Balls to its big store strategy?
Doubts about its continued focus on growing sales through the opening of more stores rather than putting more effort into its online operation and growing its multi-channel capabilities are being aired. For sure any changes Ikea makes will have widespread ramifications for many businesses that kit-out our homes.
Among the dissenters is Research Farm, which highlights how the company seems wedded to expanding its number of massive out-of-town boxes whereas it could potentially generate more growth from its online business – and at less capital expenditure.
Consider that in 2012 it attracted more website visits than it did people into its stores – 1.1 billion versus 776 million. This sounds great but as the business only offers a transactional site in 12 of the 40 countries in which it has stores, there are clearly many potential online sales being missed.
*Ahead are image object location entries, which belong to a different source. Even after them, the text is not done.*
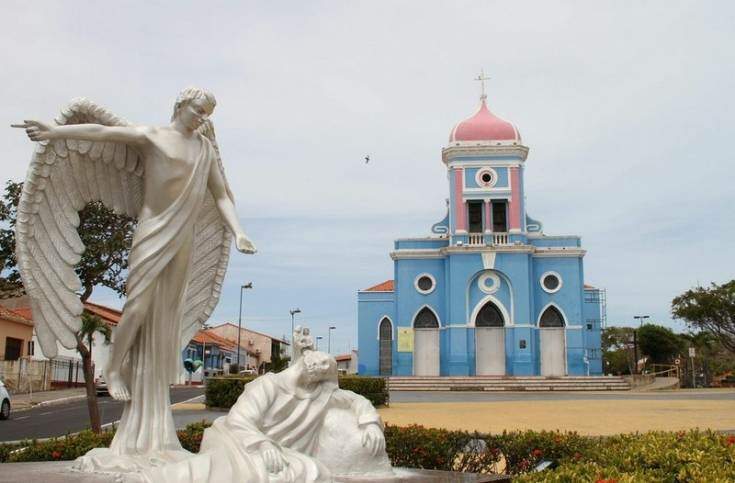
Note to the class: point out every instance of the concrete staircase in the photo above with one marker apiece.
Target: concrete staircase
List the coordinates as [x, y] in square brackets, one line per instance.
[507, 383]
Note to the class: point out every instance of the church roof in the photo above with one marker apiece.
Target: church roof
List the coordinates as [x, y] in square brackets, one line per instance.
[386, 286]
[484, 126]
[15, 316]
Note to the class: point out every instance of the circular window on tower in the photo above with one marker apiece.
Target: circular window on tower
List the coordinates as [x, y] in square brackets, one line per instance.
[425, 283]
[551, 282]
[488, 282]
[486, 177]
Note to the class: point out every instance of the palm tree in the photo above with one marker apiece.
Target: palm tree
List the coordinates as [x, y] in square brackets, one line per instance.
[90, 325]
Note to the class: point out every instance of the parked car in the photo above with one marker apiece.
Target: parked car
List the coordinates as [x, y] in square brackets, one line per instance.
[4, 402]
[100, 386]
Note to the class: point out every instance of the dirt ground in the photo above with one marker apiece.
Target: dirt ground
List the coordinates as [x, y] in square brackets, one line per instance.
[589, 417]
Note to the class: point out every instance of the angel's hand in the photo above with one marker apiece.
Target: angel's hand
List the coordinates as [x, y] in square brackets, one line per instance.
[373, 439]
[36, 130]
[244, 244]
[274, 460]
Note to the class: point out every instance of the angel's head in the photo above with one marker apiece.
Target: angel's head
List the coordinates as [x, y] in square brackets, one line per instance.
[193, 107]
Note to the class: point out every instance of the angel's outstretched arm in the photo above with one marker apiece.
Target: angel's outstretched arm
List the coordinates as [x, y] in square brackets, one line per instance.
[38, 131]
[226, 207]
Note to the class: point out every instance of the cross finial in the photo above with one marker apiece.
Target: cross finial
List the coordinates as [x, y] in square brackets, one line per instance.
[482, 78]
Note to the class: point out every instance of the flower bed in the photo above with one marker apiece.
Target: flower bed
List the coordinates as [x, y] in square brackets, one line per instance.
[690, 456]
[222, 392]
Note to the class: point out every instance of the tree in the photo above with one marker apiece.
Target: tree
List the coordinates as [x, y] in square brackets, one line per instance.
[91, 324]
[709, 309]
[107, 238]
[659, 343]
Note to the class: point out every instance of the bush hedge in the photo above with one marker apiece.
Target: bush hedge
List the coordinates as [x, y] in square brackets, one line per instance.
[692, 456]
[222, 392]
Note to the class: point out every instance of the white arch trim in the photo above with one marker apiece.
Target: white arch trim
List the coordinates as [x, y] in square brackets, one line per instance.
[413, 319]
[509, 320]
[380, 319]
[561, 311]
[481, 304]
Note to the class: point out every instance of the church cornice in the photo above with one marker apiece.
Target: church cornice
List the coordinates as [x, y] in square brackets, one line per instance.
[517, 151]
[414, 253]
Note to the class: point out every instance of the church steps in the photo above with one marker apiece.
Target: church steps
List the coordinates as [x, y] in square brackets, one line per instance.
[501, 383]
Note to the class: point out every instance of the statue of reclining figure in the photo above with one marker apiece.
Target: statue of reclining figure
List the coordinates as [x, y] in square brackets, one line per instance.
[294, 426]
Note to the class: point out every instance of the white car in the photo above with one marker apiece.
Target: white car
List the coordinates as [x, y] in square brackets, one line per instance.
[4, 402]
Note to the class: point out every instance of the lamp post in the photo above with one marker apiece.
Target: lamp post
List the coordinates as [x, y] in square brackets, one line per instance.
[640, 319]
[329, 339]
[293, 312]
[239, 323]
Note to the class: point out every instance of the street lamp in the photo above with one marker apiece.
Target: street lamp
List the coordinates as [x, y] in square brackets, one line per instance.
[641, 318]
[293, 312]
[329, 339]
[239, 323]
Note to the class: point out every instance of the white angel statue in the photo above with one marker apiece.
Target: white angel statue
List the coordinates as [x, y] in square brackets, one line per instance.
[170, 178]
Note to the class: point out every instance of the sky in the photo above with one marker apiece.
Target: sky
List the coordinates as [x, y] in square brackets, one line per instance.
[627, 108]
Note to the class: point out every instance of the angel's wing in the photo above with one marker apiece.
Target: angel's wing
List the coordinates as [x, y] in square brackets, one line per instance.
[63, 177]
[211, 252]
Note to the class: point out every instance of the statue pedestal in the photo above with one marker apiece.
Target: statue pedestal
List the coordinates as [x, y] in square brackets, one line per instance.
[59, 472]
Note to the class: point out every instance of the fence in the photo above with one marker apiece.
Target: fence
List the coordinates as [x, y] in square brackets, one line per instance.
[24, 375]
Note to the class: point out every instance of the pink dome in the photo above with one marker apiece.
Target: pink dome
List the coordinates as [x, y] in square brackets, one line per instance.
[484, 126]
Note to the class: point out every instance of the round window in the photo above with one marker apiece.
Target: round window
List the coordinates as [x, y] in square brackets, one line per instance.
[551, 282]
[425, 283]
[486, 177]
[488, 282]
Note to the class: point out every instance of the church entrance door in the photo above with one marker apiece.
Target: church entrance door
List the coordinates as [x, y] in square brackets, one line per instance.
[426, 344]
[552, 342]
[386, 348]
[489, 341]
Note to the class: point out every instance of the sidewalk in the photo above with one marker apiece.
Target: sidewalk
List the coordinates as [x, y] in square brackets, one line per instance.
[20, 402]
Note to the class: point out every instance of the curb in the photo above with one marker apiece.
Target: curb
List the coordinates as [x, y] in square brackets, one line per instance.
[49, 402]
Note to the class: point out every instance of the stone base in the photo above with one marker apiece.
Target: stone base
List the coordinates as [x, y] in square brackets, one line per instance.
[59, 472]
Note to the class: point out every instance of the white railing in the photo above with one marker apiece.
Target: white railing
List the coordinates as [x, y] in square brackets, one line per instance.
[476, 239]
[501, 239]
The company’s broad objective is to grow like-for-like sales from existing stores by 5% annually and to also generate additional sales of 5% each year from new stores. But rather than building costly sheds, Research Farm calculates that if its online sales doubled from the present miserly 2% of total group sales then this would cover the 5% being targeted from new store openings.
Many smaller, more nimble retailers are giving their larger counterparts a tough time as they are much more easily adapting to operating in a digital multi-channel world than their long established rivals. The latter are akin to container ships in their inability to change course.
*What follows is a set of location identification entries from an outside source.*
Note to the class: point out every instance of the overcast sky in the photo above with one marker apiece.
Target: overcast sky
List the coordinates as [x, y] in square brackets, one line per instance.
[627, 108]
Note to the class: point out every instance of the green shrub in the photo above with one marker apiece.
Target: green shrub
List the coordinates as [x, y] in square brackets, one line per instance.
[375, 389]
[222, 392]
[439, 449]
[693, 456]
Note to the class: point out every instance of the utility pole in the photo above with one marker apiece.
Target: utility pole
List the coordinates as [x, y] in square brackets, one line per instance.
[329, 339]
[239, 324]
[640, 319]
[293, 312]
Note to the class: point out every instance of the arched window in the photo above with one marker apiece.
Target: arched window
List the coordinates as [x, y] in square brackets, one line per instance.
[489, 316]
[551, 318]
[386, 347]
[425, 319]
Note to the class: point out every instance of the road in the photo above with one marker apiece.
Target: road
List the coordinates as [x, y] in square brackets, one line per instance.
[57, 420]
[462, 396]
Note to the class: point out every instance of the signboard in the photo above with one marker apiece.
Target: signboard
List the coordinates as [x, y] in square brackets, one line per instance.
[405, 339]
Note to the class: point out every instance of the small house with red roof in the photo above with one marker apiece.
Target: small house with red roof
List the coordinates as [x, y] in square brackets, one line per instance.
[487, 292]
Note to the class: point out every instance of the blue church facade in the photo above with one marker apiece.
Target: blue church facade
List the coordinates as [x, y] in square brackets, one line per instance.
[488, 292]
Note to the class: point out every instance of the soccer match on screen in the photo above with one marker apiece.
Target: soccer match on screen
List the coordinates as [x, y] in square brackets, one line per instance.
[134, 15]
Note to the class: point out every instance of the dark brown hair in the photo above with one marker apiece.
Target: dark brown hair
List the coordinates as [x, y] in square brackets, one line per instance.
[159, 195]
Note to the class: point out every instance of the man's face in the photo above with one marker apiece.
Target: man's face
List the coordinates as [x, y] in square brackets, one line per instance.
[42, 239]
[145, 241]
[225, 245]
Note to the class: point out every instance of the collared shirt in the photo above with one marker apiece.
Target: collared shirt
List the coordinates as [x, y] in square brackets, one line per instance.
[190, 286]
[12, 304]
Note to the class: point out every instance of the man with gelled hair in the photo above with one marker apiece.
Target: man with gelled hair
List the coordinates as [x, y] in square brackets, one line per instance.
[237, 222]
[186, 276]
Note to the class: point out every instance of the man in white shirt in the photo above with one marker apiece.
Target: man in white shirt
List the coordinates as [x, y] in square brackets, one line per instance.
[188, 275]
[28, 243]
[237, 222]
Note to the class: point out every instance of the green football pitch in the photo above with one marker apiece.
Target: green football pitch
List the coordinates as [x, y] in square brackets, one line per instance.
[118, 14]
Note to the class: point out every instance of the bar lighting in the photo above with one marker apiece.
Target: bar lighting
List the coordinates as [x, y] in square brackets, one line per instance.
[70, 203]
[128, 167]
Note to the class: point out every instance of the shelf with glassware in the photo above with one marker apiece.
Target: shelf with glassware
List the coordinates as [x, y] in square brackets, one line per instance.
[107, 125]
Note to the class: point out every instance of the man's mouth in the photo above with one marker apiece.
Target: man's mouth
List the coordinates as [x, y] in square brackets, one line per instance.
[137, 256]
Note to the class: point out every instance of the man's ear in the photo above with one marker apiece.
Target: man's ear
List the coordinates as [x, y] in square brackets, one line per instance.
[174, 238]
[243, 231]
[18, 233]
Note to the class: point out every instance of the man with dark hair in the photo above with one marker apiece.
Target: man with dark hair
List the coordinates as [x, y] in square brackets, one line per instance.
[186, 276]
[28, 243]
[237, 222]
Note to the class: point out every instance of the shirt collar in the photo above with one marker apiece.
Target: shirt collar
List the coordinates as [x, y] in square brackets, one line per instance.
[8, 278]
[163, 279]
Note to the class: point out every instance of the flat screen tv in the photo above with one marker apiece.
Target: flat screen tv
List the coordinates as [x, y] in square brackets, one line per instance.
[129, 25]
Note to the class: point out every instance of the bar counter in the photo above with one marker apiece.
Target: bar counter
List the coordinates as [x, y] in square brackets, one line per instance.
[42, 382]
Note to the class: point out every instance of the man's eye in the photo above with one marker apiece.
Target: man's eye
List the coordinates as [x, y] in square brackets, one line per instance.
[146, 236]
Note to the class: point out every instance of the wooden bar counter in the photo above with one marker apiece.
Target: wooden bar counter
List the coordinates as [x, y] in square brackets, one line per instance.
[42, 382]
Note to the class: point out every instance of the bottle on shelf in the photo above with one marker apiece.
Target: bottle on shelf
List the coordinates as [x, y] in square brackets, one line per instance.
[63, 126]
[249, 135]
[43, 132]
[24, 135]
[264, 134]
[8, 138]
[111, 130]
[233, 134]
Ikea certainly seems to be pursuing a line of growth that is out of step with the increasingly widespread perceived wisdom of what model a retailer will operate from. Tesco and B&Q as well as other operators of large sheds have come to the realisation that the future includes a greater embracing of digital channels and technology rather than blindly adding extra square footage.
Space race: thing of the past
Taking the decision to put the brake of the space race that has been a feature of retail since day one is a tough one and it seems the management of Ikea has yet to fully recognise how much the retail market and consumer behaviour is changing around them.
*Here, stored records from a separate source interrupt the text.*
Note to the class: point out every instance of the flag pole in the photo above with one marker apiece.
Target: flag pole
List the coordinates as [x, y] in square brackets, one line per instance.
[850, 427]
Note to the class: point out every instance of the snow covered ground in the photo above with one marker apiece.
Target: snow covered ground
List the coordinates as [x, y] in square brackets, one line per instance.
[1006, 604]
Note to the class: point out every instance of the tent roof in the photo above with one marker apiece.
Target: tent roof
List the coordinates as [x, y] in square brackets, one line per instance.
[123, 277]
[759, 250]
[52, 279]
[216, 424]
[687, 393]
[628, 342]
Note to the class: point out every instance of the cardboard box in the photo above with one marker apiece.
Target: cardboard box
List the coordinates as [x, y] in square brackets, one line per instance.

What consumers increasingly want from retailers are services that link their online and physical stores like click & collect – where goods ordered online are collected from the customers’ store of choice. This accounts for a high percentage of online sales, with John Lewis for instance stating that at peak times 35% of its internet ordered are fulfilled by click & collect.
This is not something that Ikea offers. In fact it does not even offer a competitive home delivery service of any description – especially when you compare it to the many high end big ticket retailers that recognise the value of operating a cost effective two-man delivery service, often with a personal touch.
Ikea is still operating a customer-unfriendly system of charging according to the weight of the order which, judging by the volume of many people’s trolleys on my visits to Ikea, must work out as pretty costly to the shopper.
While Ikea sticks to its store expansion strategy and dithers with whole-heartedly committing to developing its non-store elements and building a seamless multi-channel operation, others in the market should not miss the opportunity to take advantage.